Westmont Magazine Artistic Inspiration
Stephanie Smith ’06 uses her exceptional artistic gifts to praise God and to minister to the communities that surround her. Last summer she felt inspired to create a series of eight powerful watercolors that explore the beatitudes Jesus delivered in the Sermon on the Mount (Matthew 5-7). Images of Third World poverty — where innocent children suffer — bring life to each lesson. But vibrant hope and color illuminate the pictures as well to illustrate God’s eternal presence in times of trouble.
Stephanie didn’t realize that her first piece, “Blessed Is He,” would end up being part of a series. She created the painting in a watercolor class during her first year at Westmont. There was something different about the process and the way the image touched her heart.
“The painting just flowed out of me so easily,” she recalls. “It was the first time I wasn’t creating something for myself. I felt like these pictures needed to be painted.”
When her pastor began preaching on the beatitudes last summer, she knew she had to add to the painting she had done in class. The rest of the images poured out of her with such urgency that each detailed painting only took two days to complete. To obtain photo references for inspiration, Stephanie searched the Internet, books, and magazines such as National Geographic to find the perfect images to capture each verse.
“Before I began working on each painting, I attempted to meditate on the verse to understand what it meant,” she says.
Since her pastor’s talk on the Sermon on the Mount originally inspired Stephanie, the series went on exhibit at her church, Trinity United Presbyterian in Santa Ana, Calif. A free-lance writer visiting from Chicago saw the show and asked Stephanie if he could write an article about her.
His first piece appeared in the March/April issue of Campus Life. The editors at Brio & Beyond, a popular Christian teenage magazine from Focus on the Family, were also interested in Stephanie. Brio published a cover story about her in the May 2004 issue. The article triggered a flood of positive feedback, and many people have asked to buy one or more of the paintings. However, Stephanie believes that breaking the set apart would make its ministry substantially less powerful and plans to keep it together.
Strong support from the Westmont community has encouraged Stephanie to continue with the project. The series on the beatitudes appeared in an exhibit in the college library during the spring, where students, staff and parents saw the colorful and inspirational paintings.

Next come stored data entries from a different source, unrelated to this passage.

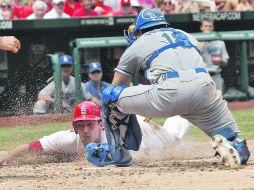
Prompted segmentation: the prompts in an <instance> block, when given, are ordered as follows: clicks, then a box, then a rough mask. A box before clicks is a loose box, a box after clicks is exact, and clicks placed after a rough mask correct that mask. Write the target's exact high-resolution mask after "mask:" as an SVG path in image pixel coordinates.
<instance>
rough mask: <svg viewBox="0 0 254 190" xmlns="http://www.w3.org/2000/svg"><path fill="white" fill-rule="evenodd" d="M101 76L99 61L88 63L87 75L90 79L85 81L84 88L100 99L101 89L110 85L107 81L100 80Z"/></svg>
mask: <svg viewBox="0 0 254 190" xmlns="http://www.w3.org/2000/svg"><path fill="white" fill-rule="evenodd" d="M102 76H103V73H102V67H101V63H99V62H92V63H89V65H88V77H89V79H90V80H89V81H87V82H86V83H85V89H86V91H88V92H89V93H90V94H91V95H92V96H93V97H95V98H97V99H98V100H101V92H102V90H103V89H105V88H106V87H108V86H109V85H110V84H109V83H107V82H105V81H102Z"/></svg>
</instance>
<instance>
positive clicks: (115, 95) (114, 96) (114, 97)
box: [101, 85, 127, 105]
mask: <svg viewBox="0 0 254 190" xmlns="http://www.w3.org/2000/svg"><path fill="white" fill-rule="evenodd" d="M125 88H127V86H125V85H120V86H114V85H110V86H108V87H107V88H105V89H104V90H103V91H102V94H101V99H102V103H103V104H106V105H107V104H109V103H110V102H116V101H117V100H118V98H119V96H120V94H121V92H122V91H123V90H124V89H125Z"/></svg>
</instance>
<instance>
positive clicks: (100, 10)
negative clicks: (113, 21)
mask: <svg viewBox="0 0 254 190" xmlns="http://www.w3.org/2000/svg"><path fill="white" fill-rule="evenodd" d="M119 1H120V0H119ZM94 10H95V11H96V12H97V13H98V15H99V16H111V15H113V9H112V8H111V7H109V6H107V5H104V0H96V2H95V4H94Z"/></svg>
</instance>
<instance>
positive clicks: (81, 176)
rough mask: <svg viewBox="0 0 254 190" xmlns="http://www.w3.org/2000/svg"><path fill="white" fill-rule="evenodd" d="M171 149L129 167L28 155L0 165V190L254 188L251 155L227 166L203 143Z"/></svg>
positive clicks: (143, 159) (143, 157)
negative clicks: (213, 154) (244, 164)
mask: <svg viewBox="0 0 254 190" xmlns="http://www.w3.org/2000/svg"><path fill="white" fill-rule="evenodd" d="M249 147H250V149H251V151H252V152H253V151H254V141H251V142H249ZM172 150H173V151H172V152H170V153H168V154H167V155H164V157H161V158H160V159H157V160H155V159H153V155H141V156H140V158H139V159H137V160H136V161H135V164H134V165H133V166H132V167H127V168H117V167H104V168H96V167H94V166H91V165H90V164H89V163H87V162H86V161H85V159H79V160H75V161H73V162H68V163H44V164H42V163H40V164H38V162H39V159H41V158H34V157H33V159H31V158H30V161H31V160H33V161H32V162H34V163H33V164H31V162H30V164H22V165H21V164H20V163H19V164H16V165H14V166H4V167H2V168H0V189H1V190H11V189H15V190H17V189H25V190H30V189H31V190H32V189H38V190H40V189H42V190H45V189H61V190H62V189H66V190H69V189H89V190H90V189H103V190H111V189H121V190H122V189H139V190H140V189H174V190H175V189H188V190H189V189H190V190H191V189H193V190H194V189H195V190H197V189H206V190H210V189H212V190H214V189H220V190H221V189H249V188H254V157H253V155H252V156H251V159H250V162H249V164H248V165H247V166H243V167H241V168H239V169H229V168H226V167H224V166H222V165H221V161H220V159H219V158H217V157H213V156H212V155H213V151H212V149H211V147H210V145H209V144H208V143H204V142H195V143H193V142H183V143H182V144H181V145H179V147H177V148H173V149H172ZM2 154H3V153H2ZM142 156H143V158H144V157H145V158H146V159H145V160H144V159H143V158H142ZM141 158H142V160H141ZM27 159H29V158H27ZM36 162H37V163H36Z"/></svg>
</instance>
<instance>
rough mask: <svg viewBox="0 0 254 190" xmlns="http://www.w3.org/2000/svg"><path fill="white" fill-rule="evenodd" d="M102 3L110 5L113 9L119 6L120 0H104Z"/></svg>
mask: <svg viewBox="0 0 254 190" xmlns="http://www.w3.org/2000/svg"><path fill="white" fill-rule="evenodd" d="M104 5H107V6H109V7H111V8H112V9H113V10H114V11H115V10H119V9H120V7H121V5H120V0H104Z"/></svg>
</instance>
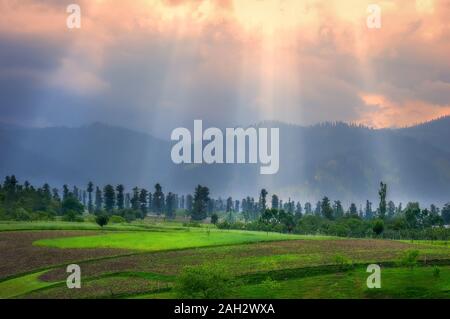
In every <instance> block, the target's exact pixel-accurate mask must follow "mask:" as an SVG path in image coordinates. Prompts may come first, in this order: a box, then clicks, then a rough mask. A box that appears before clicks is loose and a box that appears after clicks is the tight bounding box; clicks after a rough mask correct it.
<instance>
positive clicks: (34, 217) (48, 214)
mask: <svg viewBox="0 0 450 319" xmlns="http://www.w3.org/2000/svg"><path fill="white" fill-rule="evenodd" d="M33 220H55V214H54V213H53V212H46V211H37V212H35V213H34V214H33Z"/></svg>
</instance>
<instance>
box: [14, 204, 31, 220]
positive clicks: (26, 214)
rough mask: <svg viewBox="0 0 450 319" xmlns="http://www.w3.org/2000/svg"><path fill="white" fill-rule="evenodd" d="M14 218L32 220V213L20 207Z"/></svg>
mask: <svg viewBox="0 0 450 319" xmlns="http://www.w3.org/2000/svg"><path fill="white" fill-rule="evenodd" d="M14 219H15V220H19V221H30V220H32V217H31V214H30V213H29V212H27V211H26V209H24V208H22V207H20V208H17V209H16V210H15V211H14Z"/></svg>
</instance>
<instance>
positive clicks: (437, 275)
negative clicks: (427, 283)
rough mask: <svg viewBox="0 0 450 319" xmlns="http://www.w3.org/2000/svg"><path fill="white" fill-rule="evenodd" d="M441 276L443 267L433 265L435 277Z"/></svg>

In the fall, Stephanie will participate in Westmont’s new semester-long program in Queretaro, Mexico. Not only will she study art and Spanish language and culture there, but she will paint what she encounters.
“I believe that God is calling me to do missions work,” she says. “I hope to support the people I visit by selling paintings inspired by their culture.”
This summer she plans to take on a new artistic project: interpreting the fruit of the Spirit. She hopes this work bears fruit of its own.